Sejak 2006, industri ponsel China sudah mendekati 50% produksi global. Data dari CCID Consulting, pada 2008 China merupakan eksportir ponsel terbesar di dunia. China diperkirakan memproduksi 605 juta ponsel tahun lalu.
Angka ini tumbuh 16,9% dibandingkan 2007. Penjualan di dalam negeri China hanya mencapai 205 juta, naik 17,55%. Sedangkan sisanya 400 juta unit di pasarkan untuk pasaran global atau naik 16,79%.
Selain memproduksi ponsel pesanan vendor besar, industri ponsel China juga melahirkan produknya sendiri. Ponsel rakitan China itu juga dipasarkan ke pasar global terutama ke negara berkembang.
Ponsel dari China dipasarkan dengan merek negara setempat seperti yang banyak beredar di Indonesia. Di pasaran lokal, diperkirakan ada puluhan ponsel China yang beredar.
Industri ponsel China tidak bisa dipandang sebelah mata. China memiliki produsen besar semacam Huawei dan Lenovo. Sementara pelaku manufaktur lain banyak yang memproduksi ponsel dengan harga lebih terjangkau.
Dalam bidang inovasi teknologi, industri ponsel China juga tak bisa dipandang sebelah mata. Baru-baru ini, Samsung didenda pengadilan karena dianggap melanggar paten perusahaan China menyangkut teknologi dual simcard GSM CDMA.
Pusat produksi ponsel China berada di wilayah Shenzhen, Tianjin, Beijing dan Suzhou. Kota-kota itu membentuk mata rantai suplai ponsel terbesar di dunia, terutama dari Shenzhen.
Sebenarnya China memiliki pesaing berat yaitu India karena juga menunjukkan perkembangan pesat. Tapi, karena infrastruktur dan sumber daya China lebih unggul, India belum menjadi ancaman serius bagi negara tirai bambu itu.
Meskipun manufaktur dikerjakan di China tapi, negara itu masih banyak tergantung dari negara lain. Pasar PCB ponsel masih dikontrol oleh Taiwan. Negara itu saat ini menguasai market share di atas 60%.
Sedangkan di sektor power amplifier untuk ponsel, RF Micro Devices adalah yang mengontrol pasar. Sedangkan transceiver dikuasai Qualcomm meskipun NXP terus menunjukkan peningkatan.

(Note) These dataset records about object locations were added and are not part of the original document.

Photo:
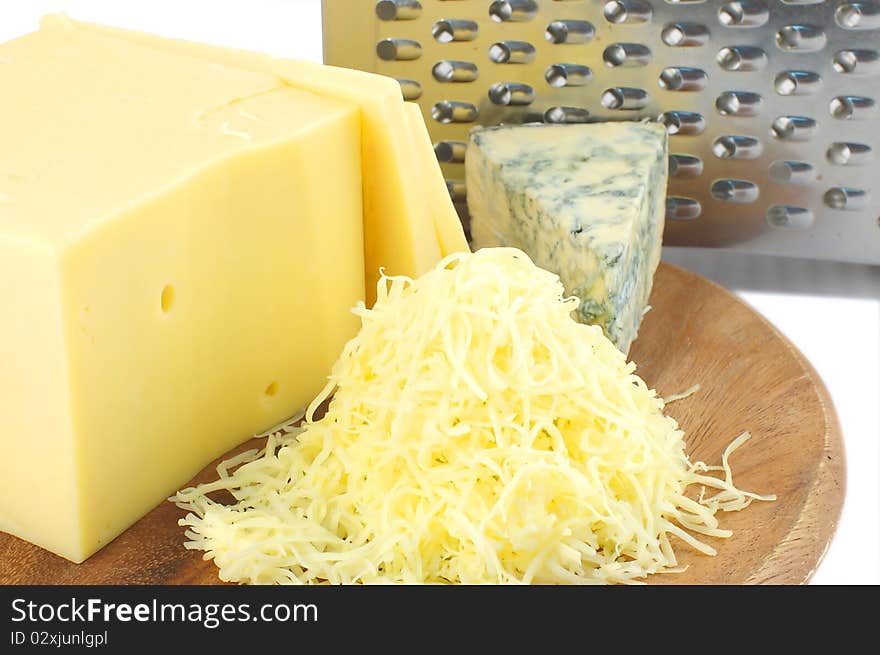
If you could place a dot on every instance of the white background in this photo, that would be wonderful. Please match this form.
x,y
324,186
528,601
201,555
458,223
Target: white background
x,y
831,311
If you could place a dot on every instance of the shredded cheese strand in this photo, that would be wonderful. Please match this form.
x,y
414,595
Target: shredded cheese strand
x,y
476,434
687,393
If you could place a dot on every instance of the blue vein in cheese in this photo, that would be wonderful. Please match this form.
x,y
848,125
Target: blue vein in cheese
x,y
586,202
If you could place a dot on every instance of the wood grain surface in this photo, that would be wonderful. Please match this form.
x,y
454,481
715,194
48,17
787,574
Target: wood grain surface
x,y
751,378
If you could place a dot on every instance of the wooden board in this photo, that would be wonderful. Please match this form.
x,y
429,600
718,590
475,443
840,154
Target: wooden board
x,y
751,377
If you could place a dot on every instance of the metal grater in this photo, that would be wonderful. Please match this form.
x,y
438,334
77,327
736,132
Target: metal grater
x,y
771,106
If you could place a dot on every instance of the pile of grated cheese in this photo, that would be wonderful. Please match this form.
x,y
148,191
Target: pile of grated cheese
x,y
476,434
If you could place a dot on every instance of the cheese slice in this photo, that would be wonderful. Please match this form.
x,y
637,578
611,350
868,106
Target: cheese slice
x,y
399,230
181,245
586,202
450,234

Sementara STMicroelectronics memegang posisi kuat karena menjadi klien besar Nokia.
Di bidang memori juga harus diimpor dari perusahaan di luar China. Di pasar memori ini Spansion dan Intel telah turun secara drastis. Sedangkan perusahaan yang berspesiliasi di NAND flash terus mendapat keuntungan terutama Samsung dan Toshiba.
Manager Marketing PT Tirta Citra Nusantara, produsen ponsel lokal merek HiTech, Kusuma Ruslan mengakui masih ada yang berpandangan ponsel China adalah kelas dua. Tapi pandangan itu tidak sepenuhnya benar.
“Kualitas produk handset asal China saat ini sudah diakui dunia internasional. Bahkan produsen handset besar baik dari Swedia, Jepang atau Korea juga melakukan pabrikasi di China,” katanya.
Untuk mengatasi keraguan konsumen terhadap ponsel China, HiTech membangun jaringan penjualan dan layanan service center hingga pelosok Tanah Air. Ini untuk memberikan jaminan terhadap after sales service.
Selain itu HiTech juga bermain di kelas menengah. Alasannya HiTech lebih memikirkan bisnis jangka panjang dan tidak ingin hanya menjual produk sebanyak-banyaknya kemudian hilang.
Kusuma mengatakan memasarkan ponsel China tidak harus mengandalkan harga murah. Karena dari hasil penelitian HiTech, ada tiga faktor yang menjadi penentu keberhasilan produk handphone di pasar Indonesia.
Pertama fitur yang ditawarkan, kedua desain dan yang ketiga adalah harga. ”Tiga faktor ini sebagai penentu. Fitur oke, desain oke dan harganya oke, tentu pasti bisa jalan,” tegas Kusuma.